We had a staff meeting and a male member of staff asked if girls were on their period could they wait or did they have to go. And the FEMALE member of SLT said that no it wouldn't be an emergency and that they can wait and it doesn't come on suddenly. The school do offer toilet passes for medical need but that relies on the child having been to the Dr's about it.

I couldn't believe it, how little did she know about the female body to come to that conclusion. Personally if a girl in my class needs to go I let them and will take the flak if they get caught.
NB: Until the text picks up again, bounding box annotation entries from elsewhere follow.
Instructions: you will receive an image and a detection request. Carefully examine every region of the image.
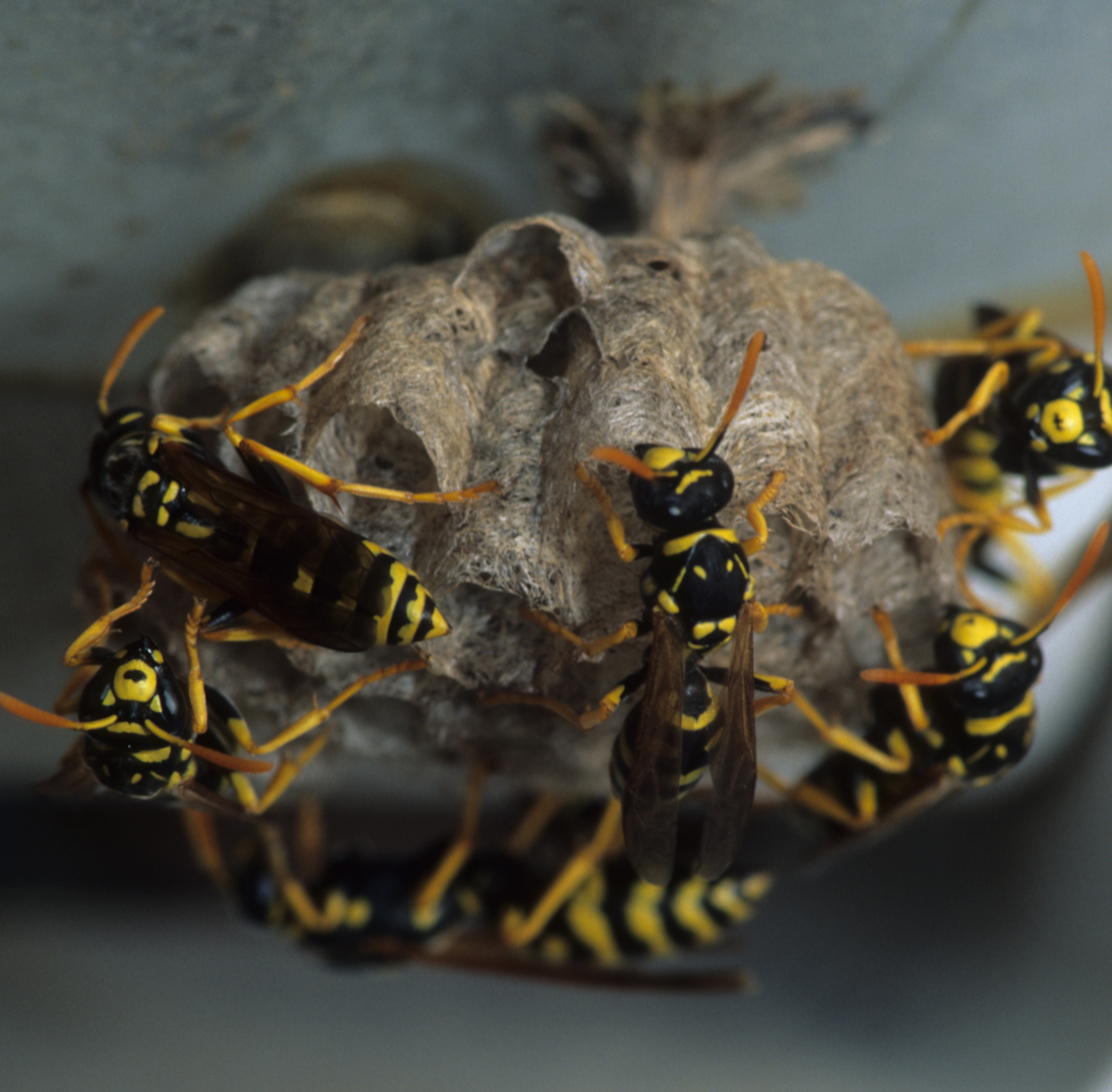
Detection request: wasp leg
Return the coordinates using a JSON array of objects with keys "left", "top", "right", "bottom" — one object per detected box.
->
[
  {"left": 742, "top": 470, "right": 787, "bottom": 555},
  {"left": 518, "top": 604, "right": 645, "bottom": 656},
  {"left": 791, "top": 693, "right": 912, "bottom": 774},
  {"left": 872, "top": 607, "right": 931, "bottom": 732},
  {"left": 63, "top": 562, "right": 156, "bottom": 667},
  {"left": 922, "top": 360, "right": 1011, "bottom": 447},
  {"left": 479, "top": 667, "right": 645, "bottom": 732},
  {"left": 502, "top": 800, "right": 622, "bottom": 947},
  {"left": 411, "top": 763, "right": 486, "bottom": 929},
  {"left": 757, "top": 763, "right": 877, "bottom": 831},
  {"left": 505, "top": 792, "right": 564, "bottom": 857},
  {"left": 575, "top": 463, "right": 653, "bottom": 562}
]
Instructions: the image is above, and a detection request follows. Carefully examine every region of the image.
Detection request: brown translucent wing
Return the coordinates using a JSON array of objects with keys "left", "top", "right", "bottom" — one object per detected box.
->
[
  {"left": 622, "top": 610, "right": 684, "bottom": 884},
  {"left": 698, "top": 603, "right": 757, "bottom": 879},
  {"left": 130, "top": 443, "right": 369, "bottom": 652}
]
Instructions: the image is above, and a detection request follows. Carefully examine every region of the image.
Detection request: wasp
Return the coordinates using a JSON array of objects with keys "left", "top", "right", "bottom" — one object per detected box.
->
[
  {"left": 761, "top": 524, "right": 1109, "bottom": 830},
  {"left": 905, "top": 251, "right": 1112, "bottom": 607},
  {"left": 0, "top": 563, "right": 426, "bottom": 814},
  {"left": 492, "top": 331, "right": 797, "bottom": 944},
  {"left": 88, "top": 308, "right": 498, "bottom": 652},
  {"left": 186, "top": 796, "right": 772, "bottom": 991}
]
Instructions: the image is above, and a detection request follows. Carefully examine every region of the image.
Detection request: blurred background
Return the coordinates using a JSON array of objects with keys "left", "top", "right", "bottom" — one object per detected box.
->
[{"left": 0, "top": 0, "right": 1112, "bottom": 1092}]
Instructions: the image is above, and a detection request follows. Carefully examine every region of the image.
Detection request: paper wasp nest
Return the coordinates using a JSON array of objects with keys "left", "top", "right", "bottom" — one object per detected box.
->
[{"left": 143, "top": 216, "right": 951, "bottom": 791}]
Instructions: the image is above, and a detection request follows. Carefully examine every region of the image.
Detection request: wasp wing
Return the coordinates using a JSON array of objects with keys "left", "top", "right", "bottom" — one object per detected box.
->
[
  {"left": 130, "top": 443, "right": 374, "bottom": 652},
  {"left": 622, "top": 610, "right": 684, "bottom": 884},
  {"left": 698, "top": 602, "right": 757, "bottom": 879}
]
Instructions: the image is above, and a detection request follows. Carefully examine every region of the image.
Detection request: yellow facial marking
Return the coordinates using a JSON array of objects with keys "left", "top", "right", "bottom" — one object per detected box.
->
[
  {"left": 640, "top": 447, "right": 687, "bottom": 473},
  {"left": 1038, "top": 398, "right": 1085, "bottom": 444},
  {"left": 112, "top": 660, "right": 158, "bottom": 702},
  {"left": 344, "top": 899, "right": 373, "bottom": 929},
  {"left": 950, "top": 610, "right": 1000, "bottom": 649},
  {"left": 102, "top": 721, "right": 150, "bottom": 735},
  {"left": 676, "top": 470, "right": 714, "bottom": 495},
  {"left": 174, "top": 519, "right": 216, "bottom": 538},
  {"left": 131, "top": 747, "right": 170, "bottom": 763}
]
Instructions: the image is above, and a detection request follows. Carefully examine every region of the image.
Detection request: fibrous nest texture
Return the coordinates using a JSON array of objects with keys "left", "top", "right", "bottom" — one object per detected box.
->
[{"left": 152, "top": 216, "right": 951, "bottom": 792}]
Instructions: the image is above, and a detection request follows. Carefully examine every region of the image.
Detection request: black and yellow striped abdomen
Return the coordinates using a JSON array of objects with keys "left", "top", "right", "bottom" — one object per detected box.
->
[
  {"left": 523, "top": 857, "right": 772, "bottom": 965},
  {"left": 93, "top": 430, "right": 448, "bottom": 652}
]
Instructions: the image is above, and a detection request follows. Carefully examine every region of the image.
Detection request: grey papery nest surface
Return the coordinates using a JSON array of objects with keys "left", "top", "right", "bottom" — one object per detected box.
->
[{"left": 143, "top": 215, "right": 952, "bottom": 792}]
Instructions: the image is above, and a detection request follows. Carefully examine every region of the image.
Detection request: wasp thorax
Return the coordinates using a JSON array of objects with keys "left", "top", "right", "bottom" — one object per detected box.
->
[
  {"left": 934, "top": 606, "right": 1042, "bottom": 716},
  {"left": 630, "top": 444, "right": 734, "bottom": 530}
]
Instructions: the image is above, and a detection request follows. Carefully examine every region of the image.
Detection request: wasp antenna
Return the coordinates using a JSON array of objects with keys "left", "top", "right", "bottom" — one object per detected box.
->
[
  {"left": 591, "top": 447, "right": 656, "bottom": 482},
  {"left": 1081, "top": 250, "right": 1104, "bottom": 398},
  {"left": 695, "top": 330, "right": 764, "bottom": 463},
  {"left": 97, "top": 307, "right": 166, "bottom": 417},
  {"left": 861, "top": 656, "right": 989, "bottom": 686},
  {"left": 1012, "top": 521, "right": 1109, "bottom": 647}
]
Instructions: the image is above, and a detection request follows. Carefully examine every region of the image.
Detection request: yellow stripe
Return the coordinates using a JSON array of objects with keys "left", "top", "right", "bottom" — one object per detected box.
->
[
  {"left": 565, "top": 869, "right": 620, "bottom": 963},
  {"left": 672, "top": 876, "right": 722, "bottom": 944},
  {"left": 625, "top": 879, "right": 674, "bottom": 955},
  {"left": 965, "top": 691, "right": 1035, "bottom": 736},
  {"left": 662, "top": 527, "right": 737, "bottom": 557}
]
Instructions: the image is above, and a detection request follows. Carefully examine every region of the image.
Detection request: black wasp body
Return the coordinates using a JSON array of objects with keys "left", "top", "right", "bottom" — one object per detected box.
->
[
  {"left": 26, "top": 636, "right": 265, "bottom": 811},
  {"left": 89, "top": 408, "right": 448, "bottom": 652},
  {"left": 217, "top": 817, "right": 772, "bottom": 989},
  {"left": 630, "top": 444, "right": 753, "bottom": 655},
  {"left": 778, "top": 524, "right": 1107, "bottom": 829},
  {"left": 935, "top": 307, "right": 1112, "bottom": 514}
]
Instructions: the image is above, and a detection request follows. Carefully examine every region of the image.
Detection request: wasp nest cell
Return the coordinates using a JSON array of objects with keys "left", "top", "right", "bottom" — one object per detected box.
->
[{"left": 145, "top": 216, "right": 951, "bottom": 792}]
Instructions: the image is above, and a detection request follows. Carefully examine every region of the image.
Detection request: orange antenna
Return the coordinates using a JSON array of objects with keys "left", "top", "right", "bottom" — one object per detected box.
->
[
  {"left": 97, "top": 307, "right": 166, "bottom": 417},
  {"left": 1012, "top": 522, "right": 1109, "bottom": 646},
  {"left": 0, "top": 694, "right": 274, "bottom": 774},
  {"left": 861, "top": 656, "right": 989, "bottom": 686},
  {"left": 694, "top": 330, "right": 764, "bottom": 463},
  {"left": 591, "top": 447, "right": 656, "bottom": 482},
  {"left": 1081, "top": 250, "right": 1104, "bottom": 398}
]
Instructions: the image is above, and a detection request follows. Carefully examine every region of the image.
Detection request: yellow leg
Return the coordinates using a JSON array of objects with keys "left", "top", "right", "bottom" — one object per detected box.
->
[
  {"left": 742, "top": 470, "right": 787, "bottom": 555},
  {"left": 872, "top": 607, "right": 931, "bottom": 732},
  {"left": 502, "top": 800, "right": 622, "bottom": 947},
  {"left": 479, "top": 685, "right": 628, "bottom": 732},
  {"left": 575, "top": 463, "right": 642, "bottom": 562},
  {"left": 220, "top": 660, "right": 428, "bottom": 755},
  {"left": 792, "top": 693, "right": 912, "bottom": 774},
  {"left": 757, "top": 763, "right": 877, "bottom": 831},
  {"left": 518, "top": 604, "right": 640, "bottom": 656},
  {"left": 64, "top": 562, "right": 156, "bottom": 667},
  {"left": 923, "top": 360, "right": 1010, "bottom": 447},
  {"left": 412, "top": 763, "right": 486, "bottom": 929},
  {"left": 506, "top": 793, "right": 565, "bottom": 857}
]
I think some women assume their experience of periods is the same as every other women's experience of periods. Which is obviously not the case.
Congressdingo · 01/06/2021 15:00

@sharksarecool

To those who support all girls being allowed to leave lessons all the time because it's impossible to manage periods any other way: do you think some careers should be closed off to women gor rhis reason? Because I'm pretty sure jobs like surgeons or bus drivers won't be able ti facilitate sudden downing of tools or pulling over into a layby to accommodate menstrual cycles. And didn't women of the past have to fight for the right to do these jobs, against men who used our periods as one of the reasons why we couldn't do things? Are we really suggesting that women cannot be relied on to perform any role which requires us to be away from a toilet for longer than 50 minutes? Bloody hell, I hope this isn't what 5th wave feminism is going to look like!
10 year olds + starting periods in school is not nearly the same as a full time job that someone chose to train to do. Out of curiosity how many female bus drivers do you know, because the very few I've ever seen dont seem to last. I would imagine loo breaks are a problem for them amongst other issues.

Just so we are clear, my female neighbour has barely ever worked and cannot go on long trips because of toilet issues, and I would never become a bus driver ( or surgeon) because of toilet issues. Even without periods I still need to use the loo often and not be far from one when I need it.
But these are choices I make, in school there apparently are no choices.